[ale] The perpetual question: best current HDD?

Wed Jan 9 23:30:59 EST 2013

On Wed, Jan 9, 2013 at 11:33 AM, Derek Atkins <warlord at mit.edu> wrote:
> "Ron Frazier (ALE)" <atllinuxenthinfo at techstarship.com> writes:
>
>> Kinda like asking what's the best car.
>>
>> Anyway, I've always liked Seagate.  Still look for 5 yr warranties.  They're getting harder to find but some are still out there.  Blast the new drives before putting them into service with a SpinRite Level 4 test several times or a badblocks DESTRUCTIVE write test several times.  Each cycle through badblocks writes then reads 0000, 1010, 0101, 1111.  Each cycle takes about 3 days on a 1 TB drive.  I'd run at least 2 cycles.  More or less comparable SpinRite activity would be 6 - 8 repeats through the entire drive.  SpinRite is non destructive.  Note that the badblocks NONDESTRUCTIVE read write test can be run with data on the drive.  In this case, badblocks reads the data, writes a random value, reads it, then rewrites the original data, which is Similar to what SpinRite does.  If using badblocks NONDESTRUCTIVE read write test, I would run 6 - 8 passes.
>
> Yep, I always run "badlocks -w" on my drives prior to putting them in
> service.  I've also modified unraid's preclear_disk to also work hard on
> the disk and I use that, too.
>
>> Based on other discussions here, I would recommend doing background
>> data scrubbing on the RAID array to force each drive to read every
>> sector once or twice a year.  Read / write testing is even better.
>> You can manually do this a couple of times per year with Spinrite or
>> Badblocks.  Routine file systems checks are a good idea too.
>
> Fedora has a background cron job to do this:
> /etc/cron.weekly/99-raid-check
> You just need to enable /etc/sysconfig/raid-check
>
> Of course I only just now checked my mismatch_cnt's on my md devices and
> see:
>
> [root at vmhost ~]# cat /sys/block/md*/md/mismatch_cnt
> 128
> 195200
> 4224
> 139392
>
> ....  So not sure what to do now :-/
> They are each RAID-1 devices, combined into RAID-10 using LVM.

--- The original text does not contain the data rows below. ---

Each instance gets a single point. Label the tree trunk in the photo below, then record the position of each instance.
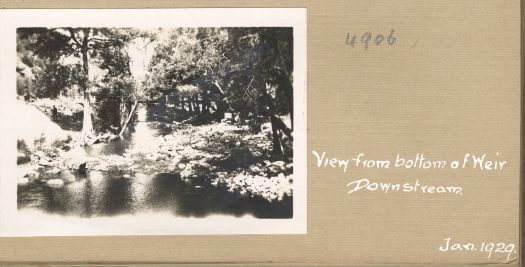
(87, 123)
(276, 140)
(129, 117)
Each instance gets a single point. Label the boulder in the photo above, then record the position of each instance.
(82, 168)
(239, 157)
(55, 183)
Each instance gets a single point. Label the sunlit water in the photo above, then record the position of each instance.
(104, 194)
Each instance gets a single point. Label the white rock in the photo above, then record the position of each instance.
(54, 171)
(55, 182)
(22, 181)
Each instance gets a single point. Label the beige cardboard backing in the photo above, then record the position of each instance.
(449, 86)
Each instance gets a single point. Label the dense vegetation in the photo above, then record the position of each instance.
(211, 72)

There is a potential issue with raid check, at least on the older
ones.  They are basically useless for any type of mirrored raid,
except for finding out if it's bad.  The problem is that when you have
2 disks that are mirrored, and the data on them doesn't match, which
one wins?  There's no way to know.  RAID5 can use its parity info to
figure it out an rebuild, but you can't do this with a simple mirror.

By the time you find out you have this kind of bad block, it's too
late.  So something like badblocks doing a full surface scan and
smartd to warn you about relocated sectors can help you avoid getting
to that point.

>> I would also recommend using gsmartcontrol to turn on all the smart
>> monitoring that is available on the drive.  Check that all the smart
>> stats are good before putting it on line, after stress testing it,
>> particularly reallocated sectors.  Set up a way to monitor the smart
>> parameters on an ongoing basis and receive alarms if they get out of
>> line.  It wouldn't be a bad idea to monitor temperature too.  Drives
>> cannot take as much heat as CPU's in general.  I think they start
>> getting unhappy around 50 deg C.
>
> Yeah, I have smartd turned on for all the drives and set to email me on
> major issues.  They run a short test every night, and a long test every
> week.  And of course logwatch sends out interesting stuff every night,
> too.
>
> -derek

❧ Brian Mathis